To better understand what Google acquired, we need to roll back to 2009 when Myricom had ported its MX communications stack to Ethernet. Mx over Ethernet (MXoE) was originally crafted for the High-Performance Computing (HPC) market, to create a very limited, but extremely low latency, stack for their then two-year-old 10GbE NICs. MXoE was reformulated using UDP instead of MX, and this new low latency driver was then named DBL. It was then engineered to service the High-Frequency Traders (HFT) on Wall Street. Throughout 2010 Myricom had evolved this stack by further adding limited TCP functionality. At that time, half round trip performance (one send plus one receive) over 10GbE was averaging 10-15 microseconds, DBL did it 4 microseconds. Today (2015) by comparison Solarflare, the leader in ultra-low latency network adapters, does this in well under 2 microseconds. So in 2012, Google was searching for a method to apply ultra-low latency networking tricks to a new technology called Memcache. In the fall of 2012 Google invited several Myricom engineers to discuss how DBL might be altered to service Memcache directly.
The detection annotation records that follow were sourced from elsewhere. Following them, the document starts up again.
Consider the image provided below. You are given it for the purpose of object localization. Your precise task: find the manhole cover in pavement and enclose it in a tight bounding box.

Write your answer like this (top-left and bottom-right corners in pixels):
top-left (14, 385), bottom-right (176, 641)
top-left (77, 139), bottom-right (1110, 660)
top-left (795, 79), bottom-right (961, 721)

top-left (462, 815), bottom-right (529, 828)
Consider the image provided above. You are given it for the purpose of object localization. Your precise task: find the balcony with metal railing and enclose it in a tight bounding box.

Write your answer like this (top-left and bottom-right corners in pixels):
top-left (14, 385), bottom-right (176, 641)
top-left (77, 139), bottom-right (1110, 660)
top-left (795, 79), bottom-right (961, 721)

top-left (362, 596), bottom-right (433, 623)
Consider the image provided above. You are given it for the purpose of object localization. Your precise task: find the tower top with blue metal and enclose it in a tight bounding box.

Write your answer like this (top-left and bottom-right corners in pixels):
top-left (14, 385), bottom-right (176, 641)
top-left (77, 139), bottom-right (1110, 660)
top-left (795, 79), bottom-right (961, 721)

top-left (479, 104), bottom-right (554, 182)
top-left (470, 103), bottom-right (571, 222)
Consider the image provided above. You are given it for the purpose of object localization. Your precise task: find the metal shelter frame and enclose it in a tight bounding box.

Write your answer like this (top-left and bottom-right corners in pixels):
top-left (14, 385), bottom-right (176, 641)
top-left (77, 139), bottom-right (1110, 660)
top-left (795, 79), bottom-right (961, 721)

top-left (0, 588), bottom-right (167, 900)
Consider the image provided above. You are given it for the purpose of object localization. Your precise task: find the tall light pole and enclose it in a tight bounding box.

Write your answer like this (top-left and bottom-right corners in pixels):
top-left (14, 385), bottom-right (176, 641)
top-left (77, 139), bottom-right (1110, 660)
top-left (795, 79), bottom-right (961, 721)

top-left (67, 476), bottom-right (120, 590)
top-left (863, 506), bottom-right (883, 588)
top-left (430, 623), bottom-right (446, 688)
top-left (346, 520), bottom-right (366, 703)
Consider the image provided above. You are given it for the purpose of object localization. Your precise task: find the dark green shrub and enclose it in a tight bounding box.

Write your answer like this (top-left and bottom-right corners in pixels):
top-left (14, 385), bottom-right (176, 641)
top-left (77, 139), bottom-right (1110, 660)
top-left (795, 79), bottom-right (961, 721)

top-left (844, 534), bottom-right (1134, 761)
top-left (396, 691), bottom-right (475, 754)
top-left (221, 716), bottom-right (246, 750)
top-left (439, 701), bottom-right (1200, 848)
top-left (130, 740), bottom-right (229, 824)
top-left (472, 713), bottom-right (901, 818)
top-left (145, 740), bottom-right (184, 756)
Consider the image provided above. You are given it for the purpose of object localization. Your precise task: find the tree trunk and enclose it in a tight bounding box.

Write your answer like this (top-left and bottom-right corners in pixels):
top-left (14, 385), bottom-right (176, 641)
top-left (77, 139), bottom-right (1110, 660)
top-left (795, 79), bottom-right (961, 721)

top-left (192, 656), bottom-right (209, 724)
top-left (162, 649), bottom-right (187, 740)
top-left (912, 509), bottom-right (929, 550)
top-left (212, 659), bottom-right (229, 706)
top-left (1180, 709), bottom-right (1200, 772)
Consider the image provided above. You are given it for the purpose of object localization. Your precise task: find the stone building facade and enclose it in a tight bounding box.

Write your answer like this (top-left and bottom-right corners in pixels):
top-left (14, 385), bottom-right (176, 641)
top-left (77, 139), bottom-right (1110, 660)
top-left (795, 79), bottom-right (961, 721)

Also they were interested in known if Myricom’s new silicon, due out in early 2013, might also be a good fit for this application. By March of 2013 Google had tendered an offer to Myricom to acquire their latest 10/40GbE chip, which was about to go into production, along with 12 of their PhDs who handled both the hardware & software architecture. Little is publicly known if that chip or the underlying accelerated driver layer for Memcache has ever made it into production at Google.
Fast forward to today (2015), and earlier this week, Solarflare released a new whitepaper highlighting how they’ve accelerated the publicly available free open-source layer called Memcached using their ultra-low latency driver layer called OpenOnload. In this whitepaper, Solarflare demonstrated performance gains of 2-3 times that of a similar Intel 10GbE adapter. Imagine Google’s Memcache farm being only 1/3 the size it is today? We’re talking serious performance gains here. For example, leveraging a 20 core server, the Intel dual 10GbE adapter supported 7.4 million multiple get operations while Solarflare provided 21.9 million, nearly a 200% increase in the number of requests. If we look at mixed throughput (get/set in a ratio of 9:1), Intel delivered 6.3 million operations per second while Solarflare delivered 13.3 million, a 110% gain. That’s throughput, how about latency performance? Using all 20 cores, and batches of 48 get requests Solarflare clocked in at 2,000 microseconds, and Intel at 6,000 microseconds. Across all latency tests, Solarflare reduced network latency by, on average, 69.4% (the lowest reduction was 50%, and the highest 85%). Here is a link to the 10-page Solarflare whitepaper with all the details.
While Google was busy acquiring technology & staff to improve their own Memcache performance, Solarflare delivered it for their customers and documented the performance gains.